One more thing I’m forgetting. That I’m not insane.
I was going to bring all my books home with me, but then I remembered I don’t have a pack mule to carry them, so that’s not going to happen. It’s come down to my contracts casebook or underwear – I’m still deciding which one’s more important. I actually spent time last night contemplating tearing apart the binding of my criminal procedure book and ripping out the 300 pages we read, just so I don’t have to take the whole book home with me. But, once again, I remembered that I’m not insane, so I stopped.
I’m falling into the trap of overscheduling my time at home. On Tuesday, I’m meeting two friends for lunch, another friend for coffee, three friends for dinner, two more friends to see a movie, and one friend to carry my casebooks around for me all day so I can study in between. Actually two friends. Like I said, the books are too heavy.
Really, it’s just a waste of energy (not to mention a valuable twenty minutes I could otherwise spend memorizing one more federal rule of civil procedure) to even think about studying when I know that while I’ll be a good boy when I get home – take my books out of my bag, stack them neatly on my desk, take out some highlighters, boot up my laptop – after about twenty minutes, the next time I see the word “assumpsit” will be when I pack the books to come back here two weeks later. If I really get any studying done it either means I don’t have enough friends, or that law school has actually succeeded in turning me insane.
We should all make a pact. No studying over break. Leave the books here. Take the batteries out of the laptops. Shut down the HL Central outline bank. After all, we’re graded on a curve. So if nobody studies, we’re no worse off individually than if everyone studies. And we can actually enjoy ourselves. I know the argument against this plan is that there’s a pretty big incentive to cheat – to be the only one who studies while everyone else is out ice skating in Central Park, relaxing on the beach in the Cayman Islands (the first tropical location that came to mind – the commercials work!), or interviewing at law firms in Washington, DC (fun!).
But there’s an honor code, isn’t there? And if there isn’t, there should be. A law student honor code. No raising your hand in class when other people are speaking, no working on assignments more than 24 hours before they’re due, no background reading not assigned by the professor, no comments about how class isn’t really supposed to end for another ten minutes, no commercial outlines, no showing up on Friday, and no tasty-looking food unless you have enough to share with everyone. I hate showing up to class hungry and seeing everyone eating muffins and donuts and cookies and roast beef and pasta and tandoori chicken and king crab legs… while I have a little bit of toothpaste in the back of my mouth I can swallow and an orange lifesaver that’s been stuck in my jacket pocket for eight months.

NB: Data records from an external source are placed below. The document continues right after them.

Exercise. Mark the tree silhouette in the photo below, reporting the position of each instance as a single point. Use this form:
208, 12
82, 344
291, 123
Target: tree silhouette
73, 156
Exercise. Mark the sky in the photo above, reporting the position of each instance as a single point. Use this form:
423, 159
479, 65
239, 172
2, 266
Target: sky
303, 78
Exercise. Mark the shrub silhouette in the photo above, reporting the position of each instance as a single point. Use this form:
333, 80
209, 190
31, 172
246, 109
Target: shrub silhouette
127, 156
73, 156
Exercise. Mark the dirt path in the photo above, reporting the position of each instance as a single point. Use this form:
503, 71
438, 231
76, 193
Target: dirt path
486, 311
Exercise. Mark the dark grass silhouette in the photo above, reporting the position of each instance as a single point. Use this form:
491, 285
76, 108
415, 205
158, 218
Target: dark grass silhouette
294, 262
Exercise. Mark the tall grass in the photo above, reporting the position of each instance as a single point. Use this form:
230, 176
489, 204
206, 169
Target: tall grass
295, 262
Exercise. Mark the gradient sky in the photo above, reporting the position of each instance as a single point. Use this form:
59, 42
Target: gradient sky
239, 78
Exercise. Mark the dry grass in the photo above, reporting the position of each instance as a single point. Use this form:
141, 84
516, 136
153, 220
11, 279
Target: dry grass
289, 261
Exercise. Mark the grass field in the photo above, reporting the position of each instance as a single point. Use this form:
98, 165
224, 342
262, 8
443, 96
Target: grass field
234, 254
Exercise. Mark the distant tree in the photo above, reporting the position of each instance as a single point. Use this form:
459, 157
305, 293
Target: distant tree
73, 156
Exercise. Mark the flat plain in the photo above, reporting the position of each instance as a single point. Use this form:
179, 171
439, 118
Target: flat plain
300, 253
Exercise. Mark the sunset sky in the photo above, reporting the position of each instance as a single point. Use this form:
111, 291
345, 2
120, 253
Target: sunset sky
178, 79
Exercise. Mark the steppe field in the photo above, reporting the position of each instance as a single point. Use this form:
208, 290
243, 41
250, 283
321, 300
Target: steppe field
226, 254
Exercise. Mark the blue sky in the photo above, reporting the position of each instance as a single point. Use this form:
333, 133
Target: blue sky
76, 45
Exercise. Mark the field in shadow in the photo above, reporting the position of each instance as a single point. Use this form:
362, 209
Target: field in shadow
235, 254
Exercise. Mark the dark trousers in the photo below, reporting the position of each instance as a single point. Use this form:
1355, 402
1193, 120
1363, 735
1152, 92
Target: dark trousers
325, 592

So we just have to add no studying over break to the honor code. Easy as pie. Pumpkin pie, lemon meringue pie, pecan pie, cherry pie… while all I have in my refrigerator is half a container of milk that’s rapidly turning into cheese, and half a block of cheese that’s rapidly turning into a prescription-strength antibiotic. I probably shouldn’t write when I’m hungry. It all ends up about food after a while….

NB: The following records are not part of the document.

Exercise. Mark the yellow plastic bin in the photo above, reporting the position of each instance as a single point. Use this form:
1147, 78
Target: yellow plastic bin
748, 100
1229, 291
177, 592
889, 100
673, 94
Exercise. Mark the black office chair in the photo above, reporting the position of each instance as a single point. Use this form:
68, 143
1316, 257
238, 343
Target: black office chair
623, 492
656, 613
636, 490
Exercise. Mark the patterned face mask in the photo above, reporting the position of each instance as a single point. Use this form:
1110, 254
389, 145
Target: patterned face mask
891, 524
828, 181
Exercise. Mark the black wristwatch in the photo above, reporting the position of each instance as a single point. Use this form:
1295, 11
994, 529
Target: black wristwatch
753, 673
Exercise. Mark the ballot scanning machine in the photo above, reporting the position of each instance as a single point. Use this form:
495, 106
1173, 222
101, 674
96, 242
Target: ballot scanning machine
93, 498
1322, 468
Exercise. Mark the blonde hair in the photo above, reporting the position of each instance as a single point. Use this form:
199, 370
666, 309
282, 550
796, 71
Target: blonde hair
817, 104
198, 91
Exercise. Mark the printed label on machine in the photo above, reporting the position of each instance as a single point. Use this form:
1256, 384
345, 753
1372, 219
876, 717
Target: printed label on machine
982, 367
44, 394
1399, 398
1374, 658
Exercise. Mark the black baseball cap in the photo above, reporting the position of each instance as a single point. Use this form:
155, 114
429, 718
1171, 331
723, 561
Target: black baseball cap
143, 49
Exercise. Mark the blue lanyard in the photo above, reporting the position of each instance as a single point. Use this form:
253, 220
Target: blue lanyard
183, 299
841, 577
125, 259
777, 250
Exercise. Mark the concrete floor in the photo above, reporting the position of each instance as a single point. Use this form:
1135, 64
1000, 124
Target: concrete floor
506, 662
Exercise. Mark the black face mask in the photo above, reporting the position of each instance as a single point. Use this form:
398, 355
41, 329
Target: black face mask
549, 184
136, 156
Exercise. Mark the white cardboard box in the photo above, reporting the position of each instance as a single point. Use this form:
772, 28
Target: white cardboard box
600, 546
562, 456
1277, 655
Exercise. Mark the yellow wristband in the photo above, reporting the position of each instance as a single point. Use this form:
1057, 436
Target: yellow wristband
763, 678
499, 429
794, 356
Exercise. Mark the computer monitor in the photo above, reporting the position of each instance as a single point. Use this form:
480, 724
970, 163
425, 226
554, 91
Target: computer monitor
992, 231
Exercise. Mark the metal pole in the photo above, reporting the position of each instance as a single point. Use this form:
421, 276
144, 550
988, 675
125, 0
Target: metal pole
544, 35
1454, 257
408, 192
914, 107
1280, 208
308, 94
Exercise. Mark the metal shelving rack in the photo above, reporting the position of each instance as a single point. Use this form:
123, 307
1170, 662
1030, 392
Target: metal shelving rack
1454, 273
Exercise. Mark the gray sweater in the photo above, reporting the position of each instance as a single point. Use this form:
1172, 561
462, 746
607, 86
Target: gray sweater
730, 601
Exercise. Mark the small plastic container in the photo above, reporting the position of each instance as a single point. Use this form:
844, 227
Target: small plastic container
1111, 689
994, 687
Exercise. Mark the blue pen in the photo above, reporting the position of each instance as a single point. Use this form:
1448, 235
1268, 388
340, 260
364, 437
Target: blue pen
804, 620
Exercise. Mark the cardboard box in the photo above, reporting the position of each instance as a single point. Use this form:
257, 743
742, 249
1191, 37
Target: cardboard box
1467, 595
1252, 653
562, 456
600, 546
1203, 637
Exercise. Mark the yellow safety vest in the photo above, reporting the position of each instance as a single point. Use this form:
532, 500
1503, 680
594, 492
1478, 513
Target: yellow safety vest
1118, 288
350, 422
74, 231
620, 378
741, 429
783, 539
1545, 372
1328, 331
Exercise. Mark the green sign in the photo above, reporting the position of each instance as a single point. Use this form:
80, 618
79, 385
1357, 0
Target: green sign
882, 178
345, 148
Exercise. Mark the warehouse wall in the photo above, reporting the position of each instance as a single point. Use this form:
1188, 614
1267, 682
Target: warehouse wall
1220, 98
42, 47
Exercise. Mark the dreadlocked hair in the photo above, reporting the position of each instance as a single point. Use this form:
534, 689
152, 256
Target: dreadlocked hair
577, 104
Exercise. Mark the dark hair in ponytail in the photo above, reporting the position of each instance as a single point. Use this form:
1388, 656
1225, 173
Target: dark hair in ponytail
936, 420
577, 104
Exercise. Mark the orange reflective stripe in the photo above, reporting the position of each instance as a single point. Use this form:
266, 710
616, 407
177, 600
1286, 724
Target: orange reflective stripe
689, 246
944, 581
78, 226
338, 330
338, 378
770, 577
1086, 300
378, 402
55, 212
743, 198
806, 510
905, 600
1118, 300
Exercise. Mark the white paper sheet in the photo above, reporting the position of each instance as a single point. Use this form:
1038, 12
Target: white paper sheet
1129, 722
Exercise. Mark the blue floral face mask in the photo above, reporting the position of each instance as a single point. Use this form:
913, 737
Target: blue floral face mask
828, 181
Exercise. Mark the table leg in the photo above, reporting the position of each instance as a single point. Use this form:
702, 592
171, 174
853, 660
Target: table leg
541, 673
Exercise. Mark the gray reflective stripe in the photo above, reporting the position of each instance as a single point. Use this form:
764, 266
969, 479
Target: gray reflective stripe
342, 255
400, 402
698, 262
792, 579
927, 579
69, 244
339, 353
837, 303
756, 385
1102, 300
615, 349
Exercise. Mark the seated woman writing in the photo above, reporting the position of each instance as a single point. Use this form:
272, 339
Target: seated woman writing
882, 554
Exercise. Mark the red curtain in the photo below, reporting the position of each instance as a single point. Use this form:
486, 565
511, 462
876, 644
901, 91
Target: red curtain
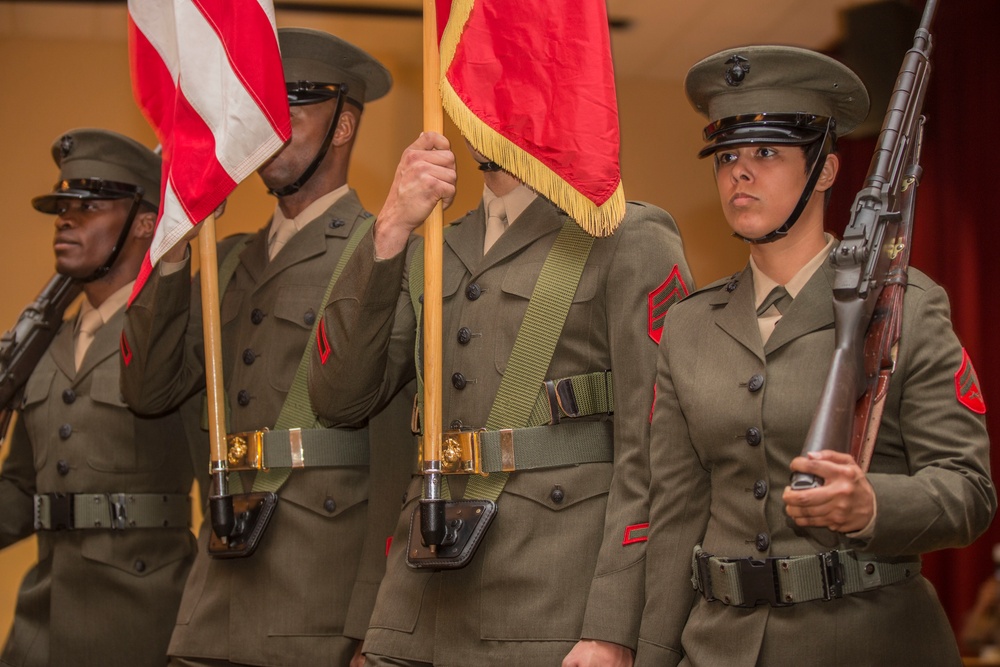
956, 231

As I write this, I have approximately 589 hours until my first exam. And I’ve read approximately 3000 pages in all of my classes combined. So if read about 15 pages an hour, I can read everything again twice, spend 50 hours per class on outlining and doing practice exams, spend 30 hours memorizing the Uniform Commercial Code, 6 hours reading Glannon’s for Civil Procedure, and still have time to see a movie. But not Harry Potter – it’s too long. Maybe Adam Sandler’s cartoon. It’s only 71 minutes. If I time it right, I can even see half the previews too.
But I’m forgetting something. A couple of things, actually. Like sleeping. And eating. And brushing my teeth. Although if I don’t waste time eating, I suppose I don’t really have to brush my teeth. Or go to the bathroom. This can turn out to be quite a plan. Although to stay awake for 24 straight days, I probably need to drink some coffee, and then of course I’ll have to go to the bathroom. So I don’t know. I may be stuck.

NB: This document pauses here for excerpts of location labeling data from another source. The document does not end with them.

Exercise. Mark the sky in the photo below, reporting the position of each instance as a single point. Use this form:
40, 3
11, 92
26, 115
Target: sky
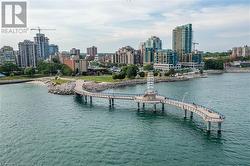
218, 25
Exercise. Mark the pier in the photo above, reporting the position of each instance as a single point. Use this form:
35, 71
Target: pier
152, 97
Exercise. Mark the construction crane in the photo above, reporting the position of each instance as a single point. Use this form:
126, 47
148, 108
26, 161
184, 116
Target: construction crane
194, 43
41, 29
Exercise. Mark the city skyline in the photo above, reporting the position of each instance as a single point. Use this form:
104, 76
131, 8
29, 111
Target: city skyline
110, 25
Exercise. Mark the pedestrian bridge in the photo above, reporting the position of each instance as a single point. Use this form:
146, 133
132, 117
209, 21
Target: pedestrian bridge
207, 114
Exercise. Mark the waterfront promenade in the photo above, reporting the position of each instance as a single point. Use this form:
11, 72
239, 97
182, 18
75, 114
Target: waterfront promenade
208, 115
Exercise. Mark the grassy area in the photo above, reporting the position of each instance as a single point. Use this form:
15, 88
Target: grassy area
21, 77
59, 81
15, 78
104, 78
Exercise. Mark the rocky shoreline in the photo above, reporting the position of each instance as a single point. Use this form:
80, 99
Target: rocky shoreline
68, 88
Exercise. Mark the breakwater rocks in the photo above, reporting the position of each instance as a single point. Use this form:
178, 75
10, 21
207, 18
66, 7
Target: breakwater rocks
68, 88
63, 89
96, 87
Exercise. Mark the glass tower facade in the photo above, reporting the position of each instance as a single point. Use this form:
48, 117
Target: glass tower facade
152, 45
182, 41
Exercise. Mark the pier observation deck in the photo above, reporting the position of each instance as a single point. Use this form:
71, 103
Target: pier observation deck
152, 97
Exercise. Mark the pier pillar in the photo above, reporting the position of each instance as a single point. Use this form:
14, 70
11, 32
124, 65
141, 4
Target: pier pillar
109, 102
162, 107
113, 102
208, 126
90, 99
219, 127
191, 115
185, 114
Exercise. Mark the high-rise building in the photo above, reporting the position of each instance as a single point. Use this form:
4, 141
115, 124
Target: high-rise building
149, 48
166, 57
127, 55
27, 54
7, 55
53, 49
42, 44
182, 41
75, 51
91, 53
240, 52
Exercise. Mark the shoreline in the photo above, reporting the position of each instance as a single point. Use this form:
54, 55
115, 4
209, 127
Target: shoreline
68, 88
5, 82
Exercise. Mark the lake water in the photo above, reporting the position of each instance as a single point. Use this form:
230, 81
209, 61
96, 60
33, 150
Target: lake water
37, 128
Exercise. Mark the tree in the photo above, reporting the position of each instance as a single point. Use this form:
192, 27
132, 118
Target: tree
66, 70
141, 74
148, 67
118, 76
131, 71
8, 68
30, 71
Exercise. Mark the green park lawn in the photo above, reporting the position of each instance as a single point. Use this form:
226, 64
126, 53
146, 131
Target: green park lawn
59, 81
15, 78
103, 78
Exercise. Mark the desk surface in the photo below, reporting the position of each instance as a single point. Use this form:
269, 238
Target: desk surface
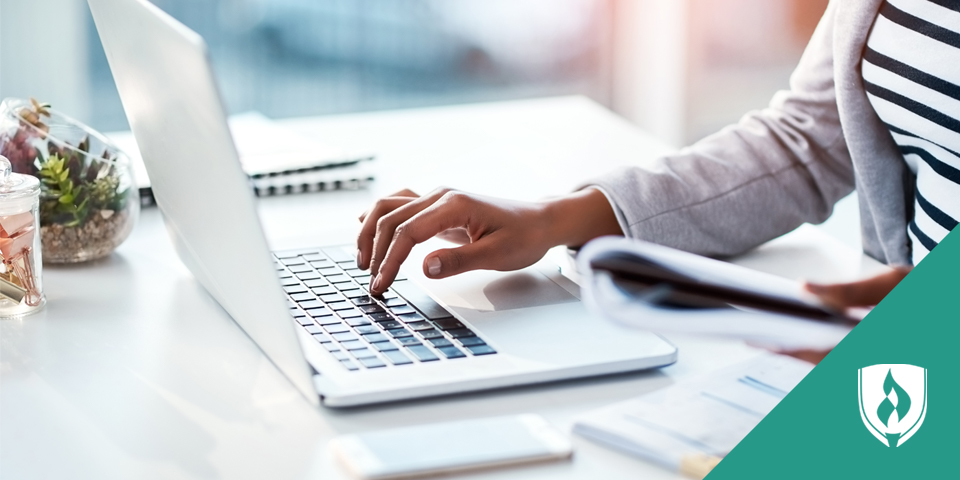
133, 371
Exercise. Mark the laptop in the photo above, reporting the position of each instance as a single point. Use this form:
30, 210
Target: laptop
308, 309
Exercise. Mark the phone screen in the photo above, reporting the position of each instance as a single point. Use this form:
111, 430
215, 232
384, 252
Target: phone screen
451, 446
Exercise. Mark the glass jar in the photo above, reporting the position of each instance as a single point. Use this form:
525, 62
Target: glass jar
21, 287
89, 201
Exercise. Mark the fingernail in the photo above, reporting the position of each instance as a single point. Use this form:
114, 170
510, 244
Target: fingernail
433, 266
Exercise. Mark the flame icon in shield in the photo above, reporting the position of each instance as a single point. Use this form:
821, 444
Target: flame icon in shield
893, 401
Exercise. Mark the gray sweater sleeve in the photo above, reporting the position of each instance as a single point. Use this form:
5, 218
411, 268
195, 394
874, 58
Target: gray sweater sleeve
751, 182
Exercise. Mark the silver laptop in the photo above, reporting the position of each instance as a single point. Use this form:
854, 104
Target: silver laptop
308, 309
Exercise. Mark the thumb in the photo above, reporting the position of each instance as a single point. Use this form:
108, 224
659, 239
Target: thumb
865, 292
452, 261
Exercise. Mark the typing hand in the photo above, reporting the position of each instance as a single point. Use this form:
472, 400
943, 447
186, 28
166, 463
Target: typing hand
495, 234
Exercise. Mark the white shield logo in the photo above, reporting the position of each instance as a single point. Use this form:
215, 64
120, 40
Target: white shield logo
893, 401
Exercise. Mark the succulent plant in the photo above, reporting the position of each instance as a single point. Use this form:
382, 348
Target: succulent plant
63, 201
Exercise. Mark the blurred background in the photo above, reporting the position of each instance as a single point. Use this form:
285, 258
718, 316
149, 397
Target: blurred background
680, 69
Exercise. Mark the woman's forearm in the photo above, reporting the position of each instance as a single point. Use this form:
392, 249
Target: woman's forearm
579, 217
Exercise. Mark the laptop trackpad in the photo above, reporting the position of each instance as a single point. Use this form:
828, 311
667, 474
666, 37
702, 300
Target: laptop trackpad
497, 291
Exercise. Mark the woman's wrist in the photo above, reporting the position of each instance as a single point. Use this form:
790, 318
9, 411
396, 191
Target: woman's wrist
579, 217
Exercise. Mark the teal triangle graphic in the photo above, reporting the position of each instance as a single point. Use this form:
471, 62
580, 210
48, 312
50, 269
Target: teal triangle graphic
816, 431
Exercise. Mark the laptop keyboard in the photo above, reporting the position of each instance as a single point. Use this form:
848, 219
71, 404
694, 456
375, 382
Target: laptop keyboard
327, 295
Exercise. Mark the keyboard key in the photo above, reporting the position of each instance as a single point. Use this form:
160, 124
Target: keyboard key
364, 300
397, 357
358, 322
395, 302
338, 255
399, 333
380, 317
367, 329
300, 268
318, 312
408, 341
324, 290
308, 276
451, 352
328, 320
335, 279
461, 332
384, 346
334, 297
402, 310
372, 362
355, 272
371, 308
419, 299
364, 353
470, 341
430, 334
355, 293
440, 342
344, 305
481, 350
344, 286
345, 337
353, 345
350, 313
418, 326
300, 297
422, 353
448, 323
411, 317
376, 337
390, 325
336, 328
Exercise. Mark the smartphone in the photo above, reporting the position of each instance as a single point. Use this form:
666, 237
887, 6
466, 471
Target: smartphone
451, 447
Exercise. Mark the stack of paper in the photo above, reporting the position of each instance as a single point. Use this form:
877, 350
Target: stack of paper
707, 416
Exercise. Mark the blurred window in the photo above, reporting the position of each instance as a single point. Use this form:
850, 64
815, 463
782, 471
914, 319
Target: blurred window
306, 57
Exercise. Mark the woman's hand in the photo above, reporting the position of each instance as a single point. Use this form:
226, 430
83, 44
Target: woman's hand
843, 296
496, 234
861, 293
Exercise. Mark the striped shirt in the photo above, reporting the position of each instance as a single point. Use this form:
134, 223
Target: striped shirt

One more thing I’m forgetting. That I’m not insane.
I was going to bring all my books home with me, but then I remembered I don’t have a pack mule to carry them, so that’s not going to happen. It’s come down to my contracts casebook or underwear – I’m still deciding which one’s more important. I actually spent time last night contemplating tearing apart the binding of my criminal procedure book and ripping out the 300 pages we read, just so I don’t have to take the whole book home with me. But, once again, I remembered that I’m not insane, so I stopped.
I’m falling into the trap of overscheduling my time at home. On Tuesday, I’m meeting two friends for lunch, another friend for coffee, three friends for dinner, two more friends to see a movie, and one friend to carry my casebooks around for me all day so I can study in between. Actually two friends. Like I said, the books are too heavy.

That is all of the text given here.